Detroit Auto Show Wrapup: Toyota FJ Cruiser hands-on impressions

Although you've seen the full spate of specs and some pricing guidance here before, this was Autoblog's first chance to get our mitts on the production-spec Toyota FJ Cruiser, so we took full advantage of the opportunity.

First impressions? While not a classically handsome exterior, this is certainly a head-turner, and should do well in a marketplace starved for character-rich "small" hardcore SUVs. At once profoundly aware of its lineage, yet not a wholesale copy, the FJ is a likeable mess of curves and angles. The smallish grille with inboard round headlamps give it an expressive face (not unlike a mountain man with small wire-rimmed spectacles) as do the protruding -- if gigantic, turn signals. In profile, strong elements like the rectilinear wheel openings, oversized door handles and thick-framed mirrors lend additional presence to an intrinsically beefy design (you could hide half the Tour de France behind that c-pillar). Out back, a plastic spare-tire cover with tire-tread relief looks to further abbreviate what can only already be described as daunting rear visibility.

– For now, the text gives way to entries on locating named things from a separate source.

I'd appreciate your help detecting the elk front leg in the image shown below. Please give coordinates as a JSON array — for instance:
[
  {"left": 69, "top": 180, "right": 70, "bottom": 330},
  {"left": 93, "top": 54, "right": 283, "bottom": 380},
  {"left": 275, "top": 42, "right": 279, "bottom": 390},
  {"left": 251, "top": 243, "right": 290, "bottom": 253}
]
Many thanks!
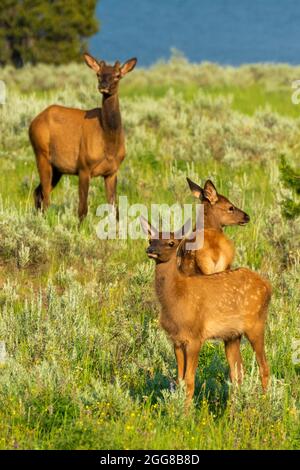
[
  {"left": 78, "top": 170, "right": 91, "bottom": 222},
  {"left": 224, "top": 337, "right": 244, "bottom": 384},
  {"left": 104, "top": 173, "right": 119, "bottom": 220},
  {"left": 174, "top": 344, "right": 186, "bottom": 384},
  {"left": 184, "top": 342, "right": 201, "bottom": 407},
  {"left": 34, "top": 152, "right": 53, "bottom": 210}
]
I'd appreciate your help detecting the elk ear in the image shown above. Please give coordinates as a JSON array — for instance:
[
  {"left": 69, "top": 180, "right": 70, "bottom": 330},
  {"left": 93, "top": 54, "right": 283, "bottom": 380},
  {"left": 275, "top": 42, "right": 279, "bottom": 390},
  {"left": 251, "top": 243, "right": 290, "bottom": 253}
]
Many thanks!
[
  {"left": 83, "top": 52, "right": 101, "bottom": 73},
  {"left": 176, "top": 238, "right": 186, "bottom": 269},
  {"left": 140, "top": 215, "right": 158, "bottom": 238},
  {"left": 174, "top": 219, "right": 192, "bottom": 240},
  {"left": 204, "top": 180, "right": 218, "bottom": 204},
  {"left": 186, "top": 178, "right": 204, "bottom": 200},
  {"left": 121, "top": 57, "right": 137, "bottom": 77}
]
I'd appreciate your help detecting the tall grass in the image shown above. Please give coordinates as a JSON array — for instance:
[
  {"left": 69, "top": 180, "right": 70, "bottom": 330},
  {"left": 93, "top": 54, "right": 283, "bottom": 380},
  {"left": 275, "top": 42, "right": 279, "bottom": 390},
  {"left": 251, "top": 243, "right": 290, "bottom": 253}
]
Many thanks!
[{"left": 0, "top": 59, "right": 300, "bottom": 449}]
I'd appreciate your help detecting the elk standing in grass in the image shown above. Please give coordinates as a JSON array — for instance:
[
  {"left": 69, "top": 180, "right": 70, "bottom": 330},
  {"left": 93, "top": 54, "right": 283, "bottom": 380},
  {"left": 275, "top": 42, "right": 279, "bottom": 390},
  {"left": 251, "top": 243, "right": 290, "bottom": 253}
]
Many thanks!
[
  {"left": 29, "top": 54, "right": 137, "bottom": 220},
  {"left": 141, "top": 218, "right": 271, "bottom": 402},
  {"left": 181, "top": 178, "right": 250, "bottom": 274}
]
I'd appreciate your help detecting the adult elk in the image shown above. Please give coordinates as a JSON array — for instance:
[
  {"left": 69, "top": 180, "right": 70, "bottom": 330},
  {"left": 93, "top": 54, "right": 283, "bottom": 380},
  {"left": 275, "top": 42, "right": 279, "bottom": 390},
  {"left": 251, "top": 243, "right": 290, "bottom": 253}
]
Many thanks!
[
  {"left": 141, "top": 218, "right": 271, "bottom": 402},
  {"left": 29, "top": 53, "right": 137, "bottom": 220}
]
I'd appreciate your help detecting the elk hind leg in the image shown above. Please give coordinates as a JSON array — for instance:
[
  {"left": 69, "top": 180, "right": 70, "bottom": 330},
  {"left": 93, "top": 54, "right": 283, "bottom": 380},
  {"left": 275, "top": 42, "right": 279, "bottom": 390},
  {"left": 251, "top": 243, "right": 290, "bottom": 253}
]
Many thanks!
[
  {"left": 224, "top": 336, "right": 244, "bottom": 384},
  {"left": 247, "top": 327, "right": 270, "bottom": 393}
]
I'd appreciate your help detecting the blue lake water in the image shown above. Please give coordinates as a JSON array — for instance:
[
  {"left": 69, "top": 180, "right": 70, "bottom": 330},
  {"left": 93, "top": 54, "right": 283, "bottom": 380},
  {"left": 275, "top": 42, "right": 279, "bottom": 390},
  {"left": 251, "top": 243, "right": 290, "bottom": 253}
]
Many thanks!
[{"left": 90, "top": 0, "right": 300, "bottom": 66}]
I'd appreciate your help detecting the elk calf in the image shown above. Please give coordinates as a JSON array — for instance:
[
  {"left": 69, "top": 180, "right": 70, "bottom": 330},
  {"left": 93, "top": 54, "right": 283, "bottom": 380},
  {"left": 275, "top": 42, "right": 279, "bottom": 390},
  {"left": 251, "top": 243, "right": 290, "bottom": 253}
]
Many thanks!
[
  {"left": 29, "top": 54, "right": 137, "bottom": 220},
  {"left": 141, "top": 218, "right": 271, "bottom": 401},
  {"left": 185, "top": 178, "right": 250, "bottom": 274}
]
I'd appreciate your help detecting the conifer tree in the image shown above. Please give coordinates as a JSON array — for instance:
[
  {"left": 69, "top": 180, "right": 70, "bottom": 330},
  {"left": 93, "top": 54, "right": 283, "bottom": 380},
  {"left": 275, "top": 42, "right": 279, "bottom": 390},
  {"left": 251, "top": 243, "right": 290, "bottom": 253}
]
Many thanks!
[{"left": 0, "top": 0, "right": 98, "bottom": 67}]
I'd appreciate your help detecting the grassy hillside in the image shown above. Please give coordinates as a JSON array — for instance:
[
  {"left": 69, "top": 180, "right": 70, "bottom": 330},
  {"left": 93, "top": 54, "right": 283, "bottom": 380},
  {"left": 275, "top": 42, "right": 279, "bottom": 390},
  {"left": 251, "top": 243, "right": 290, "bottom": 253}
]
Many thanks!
[{"left": 0, "top": 59, "right": 300, "bottom": 449}]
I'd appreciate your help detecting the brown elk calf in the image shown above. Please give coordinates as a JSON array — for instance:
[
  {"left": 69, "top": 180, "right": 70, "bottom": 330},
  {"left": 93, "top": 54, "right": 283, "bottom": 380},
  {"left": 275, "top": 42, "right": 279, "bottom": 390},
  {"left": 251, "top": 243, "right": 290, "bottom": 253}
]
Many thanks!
[
  {"left": 181, "top": 178, "right": 250, "bottom": 274},
  {"left": 29, "top": 54, "right": 137, "bottom": 220},
  {"left": 141, "top": 218, "right": 271, "bottom": 401}
]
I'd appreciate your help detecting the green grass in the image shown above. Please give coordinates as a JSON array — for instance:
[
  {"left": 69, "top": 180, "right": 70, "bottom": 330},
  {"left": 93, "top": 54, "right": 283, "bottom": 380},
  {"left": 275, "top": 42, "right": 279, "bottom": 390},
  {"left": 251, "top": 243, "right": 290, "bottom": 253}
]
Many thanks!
[{"left": 0, "top": 62, "right": 300, "bottom": 449}]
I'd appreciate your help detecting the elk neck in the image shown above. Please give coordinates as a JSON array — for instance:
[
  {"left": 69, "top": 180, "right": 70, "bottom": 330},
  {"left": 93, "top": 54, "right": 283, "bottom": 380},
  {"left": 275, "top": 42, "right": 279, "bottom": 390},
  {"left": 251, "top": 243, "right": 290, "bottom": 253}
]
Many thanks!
[
  {"left": 101, "top": 93, "right": 122, "bottom": 143},
  {"left": 204, "top": 202, "right": 223, "bottom": 232}
]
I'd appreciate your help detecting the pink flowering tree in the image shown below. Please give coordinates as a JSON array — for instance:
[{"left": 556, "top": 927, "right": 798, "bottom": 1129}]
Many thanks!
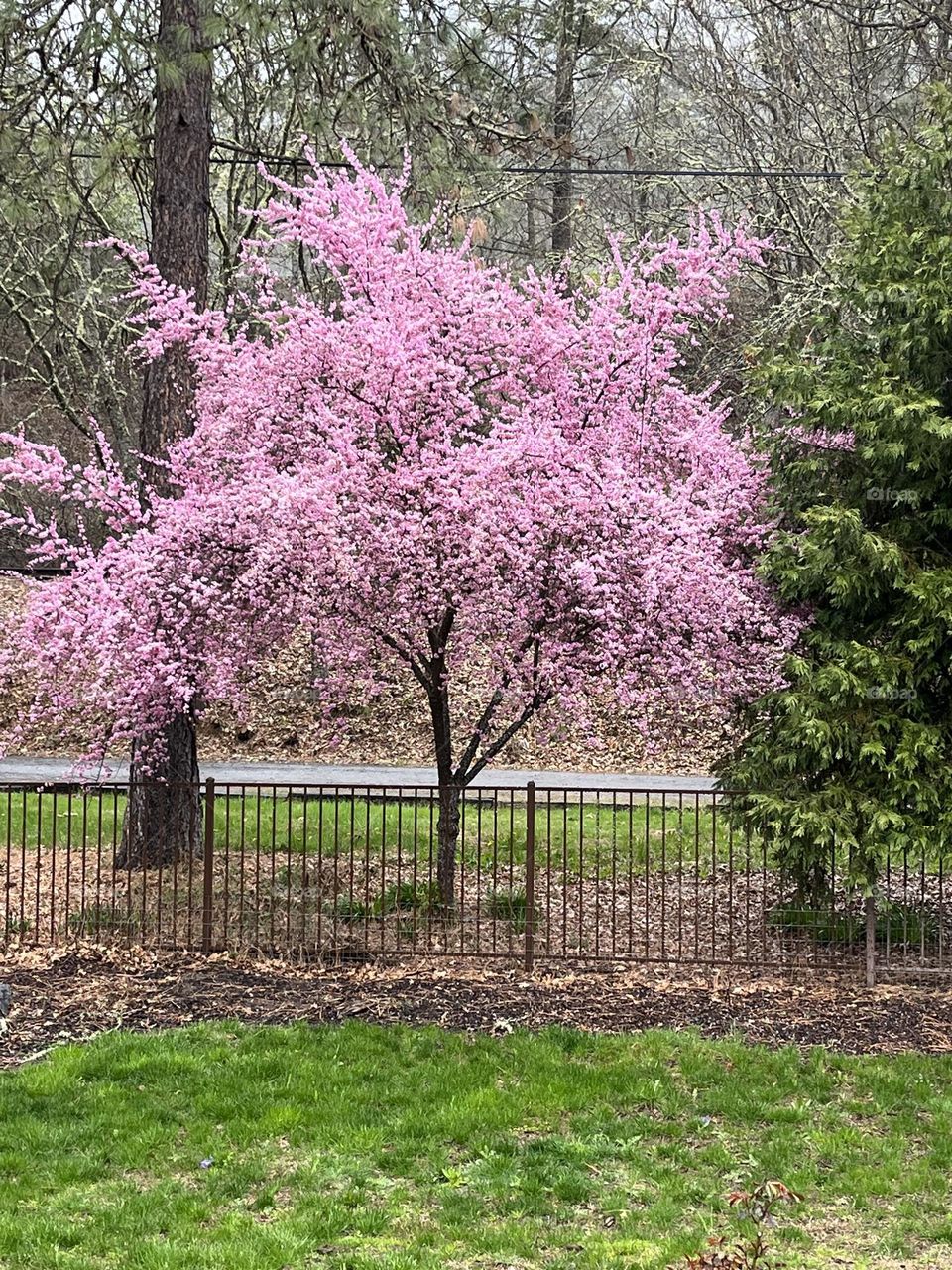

[more impressions and photos after the jump]

Inside, many of the original FJ Cruiser's lovely alloy bits have since been downgraded to plastic, as might reasonably be expected when a vehicle has to be mass-produced and built to a price). The resins in question aren't really up to Toyota's usual standards, but it somehow seems appropriately coarse in a rough-and-tumble SUV. The bluff-faced dashboard is a little jarring in body-color (at least as here on this yellow FJ), and the switchgear lacks the brand's traditional polish in execution and operation, but again, that hasn't hurt sales of likely cross-shops like the Nissan Xterra and Jeep Wrangler. Rear seat access is a challenge even with the rear demi-doors, and it's seriously dark back there, a byproduct of the chopped roofline and hefty pillars.

Visibility vacillations and problematic polymers aside, if the driveline is half as good as we imagine (and if Toyota dealers can resist the temptation to pad the FJ's Monroneys), the automaker should have a blockbuster on its hands among the young and the young-at-heart.